Metadata-Version: 2.4
Name: nucl-parquet
Version: 0.3.0
Summary: Nuclear data as Parquet — queryable with DuckDB
License-Expression: MIT
Project-URL: Homepage, https://github.com/exoma-ch/nucl-parquet
Project-URL: Repository, https://github.com/exoma-ch/nucl-parquet
Requires-Python: >=3.11
Description-Content-Type: text/markdown
License-File: LICENSE
Requires-Dist: duckdb>=1.5.0
Requires-Dist: numpy>=1.24
Provides-Extra: dev
Requires-Dist: polars>=1.0; extra == "dev"
Requires-Dist: pytest>=8.0; extra == "dev"
Requires-Dist: requests>=2.31; extra == "dev"
Dynamic: license-file

# nucl-parquet

Nuclear data as Parquet files — cross-sections, stopping powers, decay data, and isotopic abundances from all major evaluated libraries. Queryable with DuckDB, Polars, Pandas, or any Arrow-compatible tool.

## Installation

```bash
pip install nucl-parquet
```

The pip package is a thin loader (~50 KB).

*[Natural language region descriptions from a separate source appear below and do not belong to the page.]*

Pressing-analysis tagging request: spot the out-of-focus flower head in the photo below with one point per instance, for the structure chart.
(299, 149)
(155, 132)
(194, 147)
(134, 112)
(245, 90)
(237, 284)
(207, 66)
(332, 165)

Data files are either cloned from the git repo or downloaded from GitHub Releases:

```python
import nucl_parquet

# Download data to ~/.nucl-parquet/ (first time only)
nucl_parquet.download()
```

Or clone the repo directly for the full dataset:

```bash
git clone https://github.com/exoma-ch/nucl-parquet.git
export NUCL_PARQUET_DATA=/path/to/nucl-parquet
```

## Usage

```python
import nucl_parquet

db = nucl_parquet.connect()

# Cross-section query
db.sql("SELECT * FROM tendl_2024 WHERE target_A=63 AND residual_Z=30")

# Compare all libraries
db.sql("SELECT library, energy_MeV, xs_mb FROM xs WHERE target_A=63 AND residual_Z=30")

# Decay chain
db.sql(nucl_parquet.DECAY_CHAIN_SQL, params={"parent_z": 92, "parent_a": 238})

# Stopping power
nucl_parquet.elemental_dedx(db, "p", 29, 10.0)  # protons in Cu at 10 MeV
nucl_parquet.compound_dedx(db, "p", [(29, 0.5), (30, 0.5)], 10.0)
```

### Data resolution

`connect()` finds data in this order:

1. Explicit `data_dir` argument
2. `$NUCL_PARQUET_DATA` environment variable
3. Sibling repo checkout (when running from source)
4. `~/.nucl-parquet/` (downloaded via `nucl_parquet.download()`)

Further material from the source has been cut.